Closed Bug 596443 Opened 14 years ago Closed 14 years ago

SVG embedded by reference is not loading

Categories

(Core :: Networking: Cache, defect)

defect
Not set
normal

Tracking

()

RESOLVED FIXED
mozilla2.0b8
Tracking Status
blocking2.0 --- betaN+

People

(Reporter: jwatt, Assigned: bjarne)

References

()

Details

Attachments

(3 files, 3 obsolete files)

bz and I have seen some issues with the loading of:

http://codedread.com/browser-tests/svg-image/html.html

bz tells me it's likely a cache issue.

Each row loads the same URL, using a different mechanism.
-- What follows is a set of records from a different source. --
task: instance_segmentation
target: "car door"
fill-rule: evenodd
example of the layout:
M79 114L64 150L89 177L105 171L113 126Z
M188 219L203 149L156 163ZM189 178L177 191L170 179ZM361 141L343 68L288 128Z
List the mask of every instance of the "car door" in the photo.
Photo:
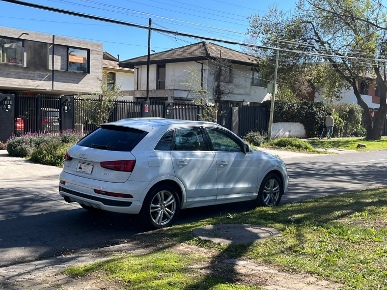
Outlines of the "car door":
M203 137L202 128L177 129L171 157L175 176L185 187L185 208L215 204L216 162Z
M216 204L230 199L248 200L256 195L258 160L254 153L244 153L243 143L218 128L205 128L216 160L218 188Z

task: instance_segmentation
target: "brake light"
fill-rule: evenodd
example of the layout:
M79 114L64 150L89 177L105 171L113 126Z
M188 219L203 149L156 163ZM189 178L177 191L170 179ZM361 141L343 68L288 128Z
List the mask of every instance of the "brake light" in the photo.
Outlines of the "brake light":
M72 159L72 157L69 155L68 153L67 152L66 153L66 154L65 154L65 158L64 158L65 160L71 160Z
M115 171L132 172L136 164L135 160L121 160L119 161L104 161L100 162L101 167Z
M104 191L103 190L98 190L94 189L94 192L98 194L103 195L108 195L109 196L114 196L115 197L123 197L124 198L133 198L133 195L131 194L125 194L125 193L115 193L114 192L109 192L108 191Z

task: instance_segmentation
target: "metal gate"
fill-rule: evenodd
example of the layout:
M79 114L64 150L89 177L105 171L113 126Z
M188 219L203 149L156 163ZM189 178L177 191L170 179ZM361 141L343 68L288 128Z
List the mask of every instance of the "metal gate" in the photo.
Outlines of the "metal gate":
M267 133L269 129L269 111L265 107L239 107L238 135L244 137L251 131Z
The issue is visible in the third and fourth /columns/. On a hard refresh the SVG documents embedded in the cells in the third column fails to load. On a soft refresh the SVG documents in both the third AND fourth column fails to load.
blocking2.0: --- → ?
In particular, I was seeing the same problem, until I cleared the cache.  Then the problem went away.  I wish I'd saved my cache before clearing....

Jonathan _has_ saved his.  Byron, can you take a look, please?
Bjarne, can you look into this? Seems possibly related to some of the other intermittent cache load problems that have been reported.
Assignee: nobody → bjarne
blocking2.0: ? → betaN+
See bug #588804, comment #22.
Note that this page isn't https....

Jonathan, did you ever quit your browser, and does the problem still appear after restart?
See bug #588804, comment #23.
It's hard to find an explanation for why the hard reload fails. Were the reload-issues reproducible or did they just occur once?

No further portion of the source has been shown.